The Lustre file system

/cosma7, /cosma8 and /snap7, /snap8 are LUSTRE file systems. These are parallel file systems which can write different parts of a file to different physical hard drives, thereby speeding up read and write access.

By default, Lustre is configured to write files to a single logical hard drive. However, for large files (typically >100MB), improved performance can be achieved if the file is striped across multiple disks. This must be performed when the file is first created: It is not possible to re-stripe a Lustre file (though the file can be migrated).

/cosma7 uses a progressive file layout by default (which you can change): The first GB is written to a single stripe, up to 16GB are then written to 8 logical disk units, and the remainder of files larger than this are written to 16 disk units.

/cosma8 similarly uses a progressive file layout by default, similar to /cosma8.

Lustre files inherit their striping from the directory in which they are written. Therefore if you have a data directory containing only large files, the simplest method to stripe these files is to simply stripe the directory when it is created (i.e. before any files are written to it).

To stripe a directory:

lfs setstripe -S 4M -c -1 /path/to/directory

which will stripe across all disks, in 4MB chunks.

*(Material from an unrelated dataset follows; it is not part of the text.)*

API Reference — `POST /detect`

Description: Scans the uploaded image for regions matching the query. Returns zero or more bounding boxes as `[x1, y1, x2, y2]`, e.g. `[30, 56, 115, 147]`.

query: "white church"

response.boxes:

To stripe a file before it is created (i.e. to touch it):

lfs setstripe -S 4M -c -1 /path/to/new/file

This will create an empty file, which can then be written to.

For very large files, striping is essential if the file won’t fit on a single logical drive.

A C API also exists, so that striping can be performed programmatically. However, don’t reinvent the wheel, and use e.g. parallel HDF5 instead (with correct settings).

The Lustre file systems also allow progressive striping (striping larger files more, automatically). This is easy to set up, but please refer to Lustre documentation for more details.

It should be noted that there is a maximum size of less than 4GB when setting the stripe size (i.e. -S 4G won’t work), and that striping too wide can lead to problems (e.g. -c -1 is not a good idea on /snap8).

Redundancy

The /snap7 and /snap8 file systems have no built in redundancy, and so if a disk fails, data will be lost. However, it is possible to set up RAID-1 (mirroring) for data protection on a per-directory or a file-by-file basis. The lfs mirror command can be used to do this. For example, to mirror a directory to 2 disks:

lfs mirror create -N -p pool1 -N -p pool2 mirroredDirectory/

Other options can be added to this, to set striping etc:

lfs mirror create -N -p pool1 -c 2 -N -p pool2 -c 2 /mirroredStripedDirectory/

(the -c 2 means to strip across 2 disks for each mirror)

Note, it is important to use the -p pool1/2 option as otherwise it is possible for both mirrors of a file to be on the same disk (which obviously is not ideal for redundancy!)

More advanced options are available, for example multiple mirrors, different striping on different mirrors, etc.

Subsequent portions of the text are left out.